Pavičić excelle à décrire en quelques lignes, voire quelques mots, des atmosphères ou des lieux, comme « l’environnement d’apocalypse industrielle » de ces usines gigantesques édifiées lors de l’époque socialiste où l’on a retrouvé le corps, ou ce cimetière « inachevé, comme est inachevé tout ce qui l’entoure ici : les maisons, le travail, les ambitions, les vies ».

Les mentalités d’une génération résumée en une phrase aussi. Sinisa, le père de Zvone, ancien combattant désabusé des années quatre-vint-dix. Avec ses anciens compagnons d’armes, « ils sont furieux que la patrie se soit réduite à une grande déception, qu’elle n’ait pas été à la mesure de leur héroïsme et de leur gloIre ».
La Croatie d’aujourd’hui. « Ce sont les informations. Pour le ressortissant d’un pays étranger, elles pourraient paraître bouleversantes. Un ministre a encore été pris la main dans le sac dans une affaire de corruption, l’opposition demande sa démission. Des habitants s’insurgent contre un projet de barrage et des ouvriers contre la fermeture annoncée de leur raffinerie. Un jour sans rien de spécial, un jour comme beaucoup d’autres. »

Le sens du détail et de la description, parfois même de choses inattendues comme une décoration d’intérieur, fait toujours mouche chez Pavičić. Les approximations et les dégâts de la presse à scandale ou des réseaux sociaux dans la vie contemporaine sont pointés du doigt.

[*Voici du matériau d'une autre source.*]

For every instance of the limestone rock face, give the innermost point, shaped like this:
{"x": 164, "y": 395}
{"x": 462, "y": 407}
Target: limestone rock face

Sinisa aime ainsi aller pêcher et oublier ses illusions sur une vieille embarcation « orpheline de la Yougoslavie : un moteur quatre chevaux moulé dans une usine de Belgrade ».

Une très belle page raconte l’histoire de ces quartiers sortis de terre sous Tito pour y accueillir les « montagnards » venus travailler dans les gigantesques usines socialistes. L’environnement était alors propre et net, puis ce fut progressivement le délabrement et l’abandon.

Tout contribue à la fiction autour de nous si on y regarde bien, semble nous dire Jurica Pavičić qui a toujours puisé son inspiration dans Split et sa région, tant la matière lui semble abondante et dense. Aussi sommes-nous un peu étonnés de lire ces mots sur Split qu’il prête à Inès, « ville dure et exigeante. Une ville, comprend-elle, qu’elle n’aime pas autant qu’elle l’imaginait ». On a peine à le croire en ce qui le concerne !

L’abandon des consciences

La dimension philosophique et morale du roman s’impose dans la deuxième moitié du roman. Mater dolorosa, qui fait référence à cette statue de la Vierge où Katja vient chercher le soulagement dans une église, est un livre sur le mensonge, l’abandon des consciences, le remords qu’on étouffe et le cynisme du plus grand nombre, à l’image de la société d’aujourd’hui, accuse Pavičić.

Zvone finit par s’incliner devant l’enquête bâclée de son collègue, car il « est de la gélatine. De l’eau tiède. Le bon gars », écrit durement l’écrivain croate, très sévère sur ses compatriotes.

Inès finira également par étouffer ses tourments, sous la pression de sa mère et finalement de la société entière pressée de tourner la page.

Jurica Pavičić est également l’auteur d’un magnifique recueil de nouvelles, Le collectionneur de serpents, publié en 2023. Tous ces livres sont parus en français chez Agullo et traduits dans une prose légère et nerveuse par Olivier Lannuzel.
Jurica Pavičić est un écrivain, scénariste et journaliste croate né à Split en 1965. Il a reçu de nombreux prix en Croatie et à l’étranger. Il s’est vu décerner pour L’eau rouge notamment le Grand Prix de Littérature Policière et le prix Le Point du Meilleur Polar Européen.